Bug 1205258

Summary:	Busy loop in recv(MSG_PEEK\|MSG_WAITALL)
Product:	Red Hat Enterprise Linux 7	Reporter:	Enrico Scholz <rh-bugzilla>
Component:	kernel	Assignee:	Sabrina Dubroca <sdubroca>
kernel sub component:	tcp	QA Contact:	Hangbin Liu <haliu>
Status:	CLOSED ERRATA	Docs Contact:
Severity:	high
Priority:	high	CC:	dan, fweimer, hsowa, jstancek, network-qe, rkhan, sdubroca
Version:	7.0
Target Milestone:	rc
Target Release:	---
Hardware:	Unspecified
OS:	Unspecified
Whiteboard:
Fixed In Version:	kernel-3.10.0-306.el7	Doc Type:	Bug Fix
Doc Text:		Story Points:	---
Clone Of:		Environment:
Last Closed:	2015-11-19 21:48:24 UTC	Type:	Bug
Regression:	---	Mount Type:	---
Documentation:	---	CRM:
Verified Versions:		Category:	---
oVirt Team:	---	RHEL 7.3 requirements from Atomic Host:
Cloudforms Team:	---	Target Upstream Version:
Embargoed:

Description Enrico Scholz 2015-03-24 14:18:42 UTC

Description of problem:

Kernel goes into a busy loop when it waits for more data in a recv(MSG_PEEK|MSG_WAITALL) call.

E.g.

------
#include <stdlib.h>
#include <netinet/ip.h>

int main(void)
{
	struct sockaddr_in	addr = {
		.sin_family	= AF_INET,
		.sin_port	= htons(1234),
		.sin_addr	= { INADDR_ANY }
	};
	int			conn;
	char			buf[16];

	int			s = socket(AF_INET, SOCK_STREAM, 0);

	bind(s, (void *)&addr, sizeof addr);
	listen(s, 1);

	conn = accept(s, NULL, 0);

	recv(conn, buf, sizeof buf, MSG_PEEK|MSG_WAITALL);
}
----
$ gcc x.c
$ a.out &

$ nc 127.0.0.1 1234
1234<enter>

--> 'a.out' consumes 100% CPU


'a.out' stays alive and consumes CPU when the 'nc' connection is closed unclean (e.g. no TCP FIN/RST).  This can be used for DDOS attacks.
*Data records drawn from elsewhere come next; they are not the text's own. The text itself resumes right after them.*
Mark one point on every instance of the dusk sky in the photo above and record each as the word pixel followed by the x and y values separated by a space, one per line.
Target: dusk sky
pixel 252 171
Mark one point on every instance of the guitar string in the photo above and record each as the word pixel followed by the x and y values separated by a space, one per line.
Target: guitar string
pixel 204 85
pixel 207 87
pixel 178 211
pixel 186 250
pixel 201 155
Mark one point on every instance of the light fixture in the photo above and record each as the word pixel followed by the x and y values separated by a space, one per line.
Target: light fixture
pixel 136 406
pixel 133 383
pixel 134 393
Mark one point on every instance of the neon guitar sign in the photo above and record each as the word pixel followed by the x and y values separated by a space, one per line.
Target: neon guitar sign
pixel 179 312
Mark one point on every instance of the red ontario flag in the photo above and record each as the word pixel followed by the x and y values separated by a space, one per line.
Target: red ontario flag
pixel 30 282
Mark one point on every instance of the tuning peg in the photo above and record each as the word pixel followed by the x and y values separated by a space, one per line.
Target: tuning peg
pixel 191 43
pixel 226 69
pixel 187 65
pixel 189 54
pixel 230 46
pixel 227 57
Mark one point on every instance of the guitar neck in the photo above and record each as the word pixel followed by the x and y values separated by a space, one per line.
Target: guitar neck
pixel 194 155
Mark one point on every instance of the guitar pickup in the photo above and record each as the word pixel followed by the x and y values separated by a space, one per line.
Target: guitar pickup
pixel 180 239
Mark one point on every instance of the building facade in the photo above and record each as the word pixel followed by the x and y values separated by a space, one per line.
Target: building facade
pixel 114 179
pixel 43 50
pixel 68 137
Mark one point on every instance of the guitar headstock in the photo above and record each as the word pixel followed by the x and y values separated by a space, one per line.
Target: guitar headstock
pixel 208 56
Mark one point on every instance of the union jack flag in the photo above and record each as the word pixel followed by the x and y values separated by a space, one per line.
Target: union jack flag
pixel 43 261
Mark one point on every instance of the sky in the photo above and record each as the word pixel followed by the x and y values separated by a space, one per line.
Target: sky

Version-Release number of selected component (if applicable):

kernel-3.10.0-123.20.1.el7.x86_64

How reproducible:

100%

Comment 2 Jiri Pirko 2015-04-08 08:30:18 UTC

Upstream kernel behaves the same. MSG_WAITALL tells kernel to wait until whole buffer can be filled. Looks like the combination with MSG_PEEK is not handled properly in tcp_recvmsg:

                if (copied >= target) {
                        /* Do not sleep, just process backlog. */
                        release_sock(sk);
                        lock_sock(sk);
                } else
                        sk_wait_data(sk, &timeo);

In case both MSG_PEEK and MSG_WAITALL are there, sk_wait_data is not called.

Comment 3 Hannes Frederic Sowa 2015-04-13 12:08:45 UTC

lock_sock (the only lock taken at that moment) is preemptible in process context, so it should not lead to a DoS situation. Albeit maybe we can do better and handle the situation where both flags are set more intelligent?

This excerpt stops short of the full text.